Environment:Mlc ai Mlc llm Python Serving Environment
| Knowledge Sources | |
|---|---|
| Domains | Infrastructure, Web_Serving |
| Last Updated | 2026-02-09 19:00 GMT |
Overview
Python 3.9+ environment with FastAPI, uvicorn, and OpenAI client library for running MLC-LLM as an OpenAI-compatible REST API server.
Description
This environment provides the web serving layer for MLC-LLM. It uses FastAPI for the REST API framework and uvicorn as the ASGI server. The server exposes OpenAI-compatible endpoints (`/v1/chat/completions`, `/v1/completions`, `/v1/embeddings`) and supports streaming responses via Server-Sent Events. The OpenAI Python client is included as a dependency for testing and client-side usage. Additional dependencies include `shortuuid` for request ID generation, `prompt_toolkit` for interactive chat CLI, and `pandas`/`datasets` for benchmarking.
Usage
Use this environment for the REST API Serving workflow and for running the interactive chat CLI. It is also required for the benchmarking module (`mlc_llm bench`).
System Requirements
| Category | Requirement | Notes |
|---|---|---|
| OS | Linux, macOS, Windows | Any platform with Python support |
| Python | >= 3.9 | Specified in pyproject.toml |
| Network | Open port (default 8000) | For REST API server |
Dependencies
Python Packages
- `fastapi` (REST API framework)
- `uvicorn` (ASGI server)
- `openai` (OpenAI client library for testing)

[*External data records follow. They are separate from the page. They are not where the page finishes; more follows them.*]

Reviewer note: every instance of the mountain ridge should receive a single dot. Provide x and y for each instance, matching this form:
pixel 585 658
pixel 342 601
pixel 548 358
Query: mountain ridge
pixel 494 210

- `requests` (HTTP client)
- `shortuuid` (unique request ID generation)
- `prompt_toolkit` (interactive chat CLI)
- `pandas` (benchmarking data processing)
- `datasets` (benchmarking dataset loading)
- `tqdm` (progress bars)
Credentials
No credentials required for basic serving. For model downloading:
- `HF_TOKEN`: HuggingFace API token for accessing gated models.
Quick Install
# Install all serving dependencies
pip install mlc-llm
# Or install individually
pip install fastapi uvicorn openai requests shortuuid prompt_toolkit pandas datasets tqdm
Code Evidence
Python package dependencies from `pyproject.toml:37-55`:
dependencies = [
"apache-tvm-ffi",
"datasets",
"fastapi",
"flashinfer-python; sys_platform == 'linux'",
"ml_dtypes>=0.5.1",
"openai",
"pandas",
"prompt_toolkit",
"requests",
"safetensors",
"sentencepiece",
"shortuuid",
"tiktoken",
"torch",
"tqdm",
"transformers",
"uvicorn",
]
Python version requirement from `pyproject.toml:35`:
requires-python = ">=3.9"
Common Errors
| Error Message | Cause | Solution |
|---|---|---|
| `Address already in use` | Port 8000 already occupied | Use `--port` flag to specify a different port |
| `ModuleNotFoundError: No module named 'fastapi'` | FastAPI not installed | `pip install fastapi uvicorn` |
Compatibility Notes
- FlashInfer: The `flashinfer-python` dependency is Linux-only (`sys_platform == 'linux'`). On macOS/Windows, it is automatically excluded.
- All Platforms: The serving layer itself is platform-agnostic; only the GPU backend varies.